Unruh is the Chairman of Senior Citizens of Marion County, Inc., an organization composed of an amalgam of representatives from various committees and boards. The group meets monthly in different towns around the county and brings the fellowship — and information on resources for seniors — with them.
“I think that’s the big thing with older people, we just enjoy the friendship so much,” Unruh said.
The group’s bylaws mirror that sentiment. The board’s purpose is to keep informed of the needs of Marion County seniors, and to coordinate and promote implementation of services, activities, and fellowship that contribute to “a more meaningful life and well-being of older persons.”
Gayla Ratzlaff of Hillsboro, head of the county department of aging and ex-official member of the SCMC board of directors, is a tax professional, and many access Ratzlaff’s tax services through the board, Unruh said.
Unruh said even if it’s helping someone that has trouble keeping up with their rent, the board will do whatever it can.

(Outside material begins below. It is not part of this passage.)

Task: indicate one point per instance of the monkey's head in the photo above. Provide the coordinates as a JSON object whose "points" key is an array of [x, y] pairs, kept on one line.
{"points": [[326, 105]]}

The board is also a hub for area senior centers.
“We are supporting the senior centers in our area because a lot of the same issues happening in one senior center are maybe happening in another,” Ratzlaff said. “Through that they can find out how other centers are working or what are they doing.”
In addition to working within the community, the group works with state and federal legislators to lobby on behalf of senior citizens.
Former Marion mayor Mary Olson was selected to be the county’s Silver Haired Legislator. The group meets in September with legislators on the state level to forward desires of senior citizens from all over the state.
North Central Flint Hills Area Agency on Aging board members Sue Clough and Barbara Smith also report to SCMC.
The meetings consist largely of hearing reports, Ratzlaff said.
“It’s an informational meeting that happens and then that information is given to people who go back and share it with their individual groups,” she said.
But it’s also free refreshments, a lunch, and an opportunity to bond with seniors throughout the county.
“It’s just amazing the friendships that developed between the group, myself and others,” Unruh said. “They just remain friends.”